L’essence est plus chère dans l’Est-du-Québec qu’ailleurs dans la province, en ce 29 juin.

Photo : Radio-Canada / Alain Fournier

Radio-Canada

Les touristes qui se rendent au Bas-Saint-Laurent ou en Gaspésie en voiture doivent s’attendre à payer plus cher l’essence qu’à Québec ou qu’à Montréal.

Selon les données recueillies par CAA-Québec, le prix à la pompe dans toutes les régions de l’Est-du-Québec, spécialement au Bas-Saint-Laurent et en Gaspésie, se situe au-dessus du prix réaliste établi par CAA-Québec.

Par exemple, CAA-Québec estime que le prix de l’essence devrait s’élever à 108,4 ¢/litre au Bas-Saint-Laurent alors que les stations de service affichent 112,5 ¢/litre.

En Gaspésie, le prix à la pompe devrait atteindre de 110,6 ¢/litre alors que le prix se situe à 112,8 ¢.

Et sur la Côte-Nord, les stations affichent un prix de 107,9 ¢/litre alors que le prix devrait être de 105,7 ¢.

Le prix moyen à la pompe à Montréal est de 107 ¢/litre en ce 29 juin.

Un pistolet à essence est entré dans le réservoir d'un véhicule pour faire le plein.

L'essence au Bas-Saint-Laurent et en Gaspésie est plus chère qu'ailleurs au Québec en cette fin de juin (archives).

Photo : Radio-Canada / Benoît Jobin

Retour à la normale

L’essence retrouve graduellement un prix plus élevé après s’être vendue aussi peu que 80 ¢/litre au cours des derniers mois.

Un motocycliste croisé à Pointe-aux-Outardes raconte qu’il n’avait pas vu un prix aussi bas depuis son jeune temps.
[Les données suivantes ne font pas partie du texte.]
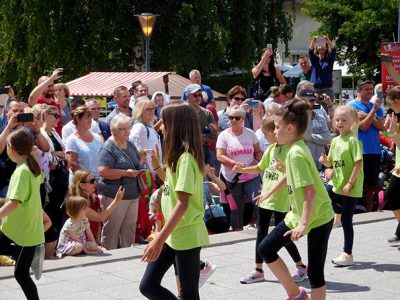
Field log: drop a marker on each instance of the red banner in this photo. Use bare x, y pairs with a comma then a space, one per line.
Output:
393, 50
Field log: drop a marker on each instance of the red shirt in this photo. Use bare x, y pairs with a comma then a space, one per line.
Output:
42, 100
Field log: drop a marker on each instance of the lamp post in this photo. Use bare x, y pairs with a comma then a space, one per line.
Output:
147, 21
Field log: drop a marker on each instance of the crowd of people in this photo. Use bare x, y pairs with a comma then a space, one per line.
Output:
82, 184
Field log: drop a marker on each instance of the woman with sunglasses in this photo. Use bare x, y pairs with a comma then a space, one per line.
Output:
236, 96
58, 180
238, 146
84, 185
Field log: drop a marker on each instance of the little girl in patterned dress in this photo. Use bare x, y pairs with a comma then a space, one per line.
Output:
76, 236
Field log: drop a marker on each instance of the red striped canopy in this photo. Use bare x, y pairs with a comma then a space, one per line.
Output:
102, 84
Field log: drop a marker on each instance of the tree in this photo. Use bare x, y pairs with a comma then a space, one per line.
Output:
358, 28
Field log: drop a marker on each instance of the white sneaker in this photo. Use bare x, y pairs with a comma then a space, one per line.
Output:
343, 260
205, 273
253, 276
37, 262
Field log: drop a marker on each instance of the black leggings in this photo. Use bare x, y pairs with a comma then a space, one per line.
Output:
187, 265
345, 206
264, 220
317, 245
23, 257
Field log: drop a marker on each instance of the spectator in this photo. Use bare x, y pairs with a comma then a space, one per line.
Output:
119, 164
143, 134
393, 190
44, 93
235, 96
94, 108
266, 74
371, 122
84, 185
207, 123
7, 166
121, 96
238, 146
83, 146
304, 62
159, 99
320, 134
322, 54
58, 174
61, 95
279, 95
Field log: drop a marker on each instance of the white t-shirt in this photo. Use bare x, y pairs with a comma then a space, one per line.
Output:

Mais on ne pouvait pas sortir [pendant le confinement]. C’est ça qui est dommage, mentionne-t-il.

Le porte-parole de CAA-Québec, Pierre-Olivier Fortin, explique que la demande en essence a diminué avec le confinement tandis qu’il y avait un surplus de production d’essence et de pétrole en comparaison avec la consommation. Résultat : plus d’offre, moins de demande. Les prix ont ainsi chuté de façon considérable.

Pierre-Olivier Fortin lors d'une entrevue télévisée à Radio-Canada.

Le porte-parole de CAA-Québec, Pierre-Olivier Fortin (archives)

Photo : Radio-Canada

Mais avec la reprise économique, on voit que les prix remontent au fur et à mesure que l’activité économique reprend. C’est tannant pour les automobilistes parce que quand on commence à se resservir de notre auto, on recommence à faire le plein et on voit les prix qui augmentent, soutient M. Fortin.

Or, certains conducteurs n’ont pas l’intention de laisser leur véhicule de côté. Après avoir été isolés pendant un moment, ils ont envie de prendre la route.

Une conductrice de Rimouski qualifie la situation d’insultante : On paye toujours plus cher l’essence, se plaint-elle. Mais je dirais qu’on a tellement été confinés que je ne penserais pas que ça m’influence pour ne pas faire de voyages cet été. J’ai comme l’impression que je vais voyager pareil, affirme-t-elle.

Réduire sa consommation d’essence

CAA-Québec suggère aux automobilistes de diminuer leur consommation d’essence quand ils constatent que le prix est particulièrement élevé dans leur région.

Présentement, ce n’est pas le bon moment de faire le plein. Alors on boude, on s’abstient d’aller à la pompe tant que le prix ne sera pas diminué, évoque Pierre-Olivier Fortin.

Le porte-parole de CAA-Québec conseille d’utiliser une seule voiture par famille lorsque possible, et d’éviter d’appuyer trop fort sur l’accélération lorsque l’on prend la route.